An amendment to the Senate healthcare bill may prohibit drug companies from mining pharmacy records to track which doctors are prescribing their medications, according to a Dec. 10 Associated Press article. “The amendment to the Senate healthcare bill would effectively ban pharmaceutical data mining, the drug company practice of buying prescription records to target sales pitches to doctors,” writes AP.

On Dec. 7, 2009, Senator Chuck Grassley (R-IA) asked 33 medical groups for information about the financial backing they get from the pharmaceutical, medical device, and insurance industries, according to a press release on the Senator’s website. "I’m interested in transparency,” Grassley said in the release.  “Letting the sun shine in and making information public is basic to building people’s confidence in medical research, education, and the practice of medicine.” The senator’s letters of inquiry were sent to the American Medical Association, the National Association of Chain Drug Stores, the National Organization for  Rare Disorders, the American Cancer Society, and 29 others.
Read the text of his letter.

Fraud and abuse in healthcare costs individual governments as much as $23 billion a year, according to estimates from the World Health Organization (WHO).
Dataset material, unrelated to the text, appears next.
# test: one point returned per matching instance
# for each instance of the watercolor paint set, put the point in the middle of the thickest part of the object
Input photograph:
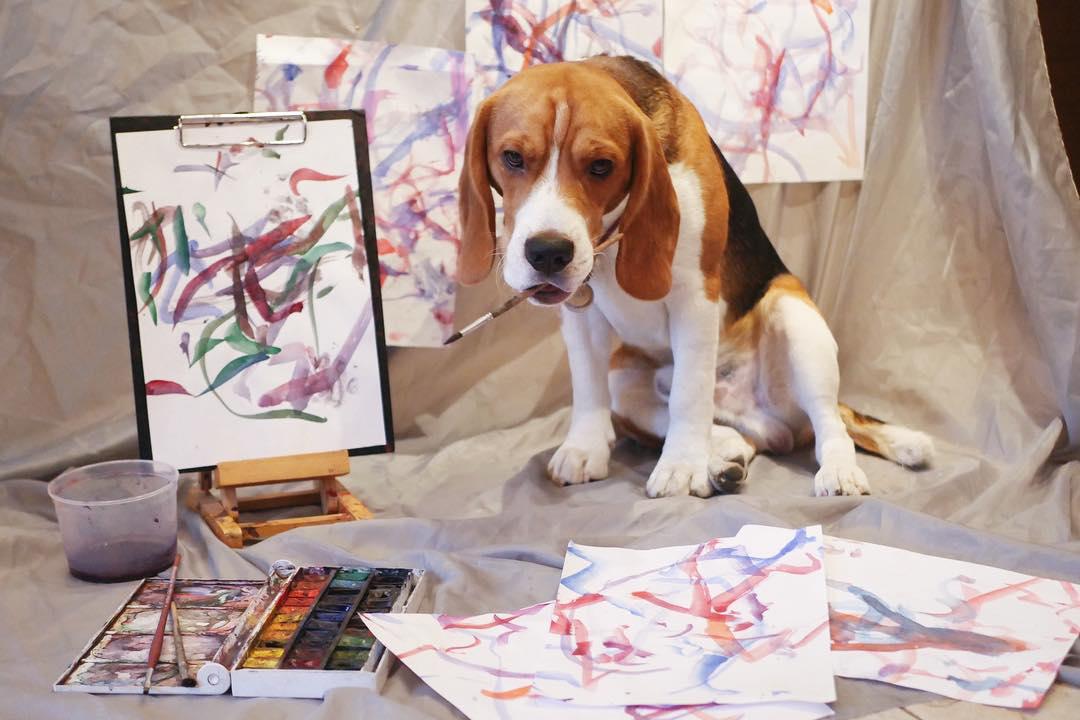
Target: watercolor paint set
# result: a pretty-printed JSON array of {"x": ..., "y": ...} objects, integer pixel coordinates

In a new fact sheet on its website, WHO explains that corruption occurs throughout all stages of the medicines chain, from research and development to dispensing and promotion, and results in the loss of enormous amounts of public health resources. An estimated 10–25% of public procurement spending, including on pharmaceuticals, is lost to corruption. In developing countries, however, up to 89% leakage of procurement and operational costs has been observed.